Jenny Paton, her partner and three children were followed for nearly three weeks by officers from Poole Borough Council, using the Regulation of Investigatory Powers Act (Ripa). They wrongly suspected that she did not live in the school’s catchment area.
Speaking before a two-day hearing of the Investigatory Powers Tribunal, Ms Paton, 40, poured scorn on the council’s actions. She said: “Some of the operational aspects are ludicrous and completely outrageous and I think we all need protecting from the way local authorities are using Ripa. This is about saying ‘no more’. Let’s have more safeguards and better scrutiny.”
She asked why the officials, if they doubted her story, did not knock on her front door and speak to her.
James Welch, a lawyer from Liberty, which is representing Ms Paton, said: “We are asking this tribunal to declare that the surveillance powers used to watch Ms Paton were unlawful. This is not about the money. It’s about the legal principle.”
It is alleged that a council official made notes documenting the whereabouts of Ms Paton and her partner, Tim Joyce, to find out whether the family lived at an address in the catchment area for Lilliput First School, Dorset.
Ripa was introduced in 2000 to define when covert techniques, such as secret filming, could be used by police, local councils and benefit fraud teams.
The powers have been used almost 50,000 times by public authorities such as local councils and the health service since 2002. After public alarm the Government is about to curb the powers that councils have gained under Ripa.
Local authorities have used legislation intended to tackle terrorism and serious crime to deal with minor offences such as dog fouling. Conway council in Wales used the Act to spy on a worker who claimed to be sick, and Kensington and Chelsea council in London used it to monitor the misuse of a disabled parking badge.

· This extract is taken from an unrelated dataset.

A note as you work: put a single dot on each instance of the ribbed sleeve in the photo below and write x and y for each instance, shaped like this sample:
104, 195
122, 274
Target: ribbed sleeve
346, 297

Under reform plans, set out yesterday, junior council officials will lose their power to authorise surveillance operations on behalf of local authorities. There are, however, plans to extend its use to allow officials to trace parents who refuse to pay child support.
Investigators will be given access to the phone and internet records of thousands of fathers who do not co- operate with the Child Maintenance and Enforcement Commission.